Settings
View connector health and conditional access tier configuration.
The Settings section gives you a read-only view of the underlying infrastructure that Cetegra Connect depends on: the on-premises connectors that route traffic, and the conditional access policies that enforce authentication requirements.
As a Global Secure Access Viewer, you can view the status and configuration of both — but you cannot make changes. Contact your Cetegra administrator if anything needs to be updated.
Connectors
Connectors are lightweight Windows services installed on servers in your internal network. They establish outbound connections to Microsoft infrastructure and route GSA client traffic to the internal resources defined in your Connections.
The Connectors view shows two levels:
Connector groups
Connectors are organised into connector groups. Each enterprise application (connection) is assigned to one group, so all traffic for that application is routed through the connectors in that group.
For each group you can see:
| Field | Description |
|---|---|
| Name | The connector group name |
| Status | Active (at least one healthy connector) or degraded |
| Connector count | Total connectors in the group |
| Active / Inactive | Breakdown of healthy vs. unreachable connectors |
Individual connectors
Expand a group to see its connectors. For each connector:
| Field | Description |
|---|---|
| Name | The Windows server hostname the connector is installed on |
| Status | Active or Inactive |
| Version | Connector software version (auto-updated by Microsoft) |
| Last heartbeat | When the connector last checked in |
What to watch for
- Inactive connector — the connector service may have stopped or the server is unreachable. Report to your Cetegra administrator.
- All connectors inactive in a group — users will lose access to any application assigned to this group. Escalate immediately.
- Only one active connector in a group — no redundancy. Not critical, but worth flagging.
Conditional Access
Conditional access policies enforce authentication and device requirements before a user’s GSA client can reach an application. Cetegra Connect uses a tiered model — each tier adds progressively stronger requirements.
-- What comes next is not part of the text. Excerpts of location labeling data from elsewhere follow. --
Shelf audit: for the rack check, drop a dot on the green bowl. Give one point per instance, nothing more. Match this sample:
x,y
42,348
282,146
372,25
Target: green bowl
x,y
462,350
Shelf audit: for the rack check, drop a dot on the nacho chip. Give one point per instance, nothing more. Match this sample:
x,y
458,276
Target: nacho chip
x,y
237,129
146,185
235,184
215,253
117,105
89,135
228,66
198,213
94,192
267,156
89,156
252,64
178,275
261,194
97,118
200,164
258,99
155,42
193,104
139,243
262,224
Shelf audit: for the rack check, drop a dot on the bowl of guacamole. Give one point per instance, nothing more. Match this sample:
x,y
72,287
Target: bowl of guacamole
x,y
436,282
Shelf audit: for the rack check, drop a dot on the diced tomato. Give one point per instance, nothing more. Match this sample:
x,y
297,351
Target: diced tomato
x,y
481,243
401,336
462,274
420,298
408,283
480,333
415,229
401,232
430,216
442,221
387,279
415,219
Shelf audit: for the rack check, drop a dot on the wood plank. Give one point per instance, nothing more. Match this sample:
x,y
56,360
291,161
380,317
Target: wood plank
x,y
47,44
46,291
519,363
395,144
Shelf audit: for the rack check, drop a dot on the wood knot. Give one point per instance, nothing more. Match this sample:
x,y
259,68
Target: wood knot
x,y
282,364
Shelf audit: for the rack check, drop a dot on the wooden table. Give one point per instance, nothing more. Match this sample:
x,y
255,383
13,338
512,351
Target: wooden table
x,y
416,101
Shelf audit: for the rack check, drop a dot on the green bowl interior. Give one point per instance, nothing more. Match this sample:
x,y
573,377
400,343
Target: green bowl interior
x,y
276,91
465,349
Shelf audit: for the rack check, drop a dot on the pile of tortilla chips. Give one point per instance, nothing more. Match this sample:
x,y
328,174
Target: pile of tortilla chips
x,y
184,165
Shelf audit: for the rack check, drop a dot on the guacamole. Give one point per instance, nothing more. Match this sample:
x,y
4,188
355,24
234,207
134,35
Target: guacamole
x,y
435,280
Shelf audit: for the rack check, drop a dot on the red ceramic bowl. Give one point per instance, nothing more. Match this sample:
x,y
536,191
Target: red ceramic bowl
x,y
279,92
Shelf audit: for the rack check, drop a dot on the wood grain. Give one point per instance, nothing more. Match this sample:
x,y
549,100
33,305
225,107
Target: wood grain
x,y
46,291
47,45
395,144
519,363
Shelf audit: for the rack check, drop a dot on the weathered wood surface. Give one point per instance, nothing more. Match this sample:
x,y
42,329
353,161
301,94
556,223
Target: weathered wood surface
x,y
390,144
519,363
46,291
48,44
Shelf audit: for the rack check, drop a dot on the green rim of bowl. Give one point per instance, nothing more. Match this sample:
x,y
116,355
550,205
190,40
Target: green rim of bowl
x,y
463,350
The Conditional Access view shows all configured tiers and their current status in Microsoft Entra.
Tier reference
| Tier | Name | Requirements |
|---|---|---|
| Tier 1 | Minimal | GSA client + group membership |
| Tier 2A | Standard MFA | + Multi-factor authentication |
| Tier 2B | Passwordless MFA | + Windows Hello or FIDO2 |
| Tier 2C | Phishing-resistant | + FIDO2 or certificate-based auth |
| Tier 3 | Standard compliance | + Intune-compliant device |
| Tier 4 | High security | + Trusted location or IP restriction |
Each Connection is assigned one tier. To see which tier an application uses, open the connection’s detail view.
Policy status
Each tier corresponds to an Entra conditional access policy. The status column shows whether the policy is:
| Status | Meaning |
|---|---|
| Enabled | Policy is active and enforcing requirements |
| Report-only | Policy is evaluating but not blocking — used during rollout |
| Disabled | Policy is not active — access requirements are not enforced |
If a policy shows Disabled or Report-only for a tier assigned to a sensitive application, report this to your Cetegra administrator.
Conditional access policies are created and maintained by Cetegra. Do not edit them directly in Microsoft Entra, as this may break the tier configuration.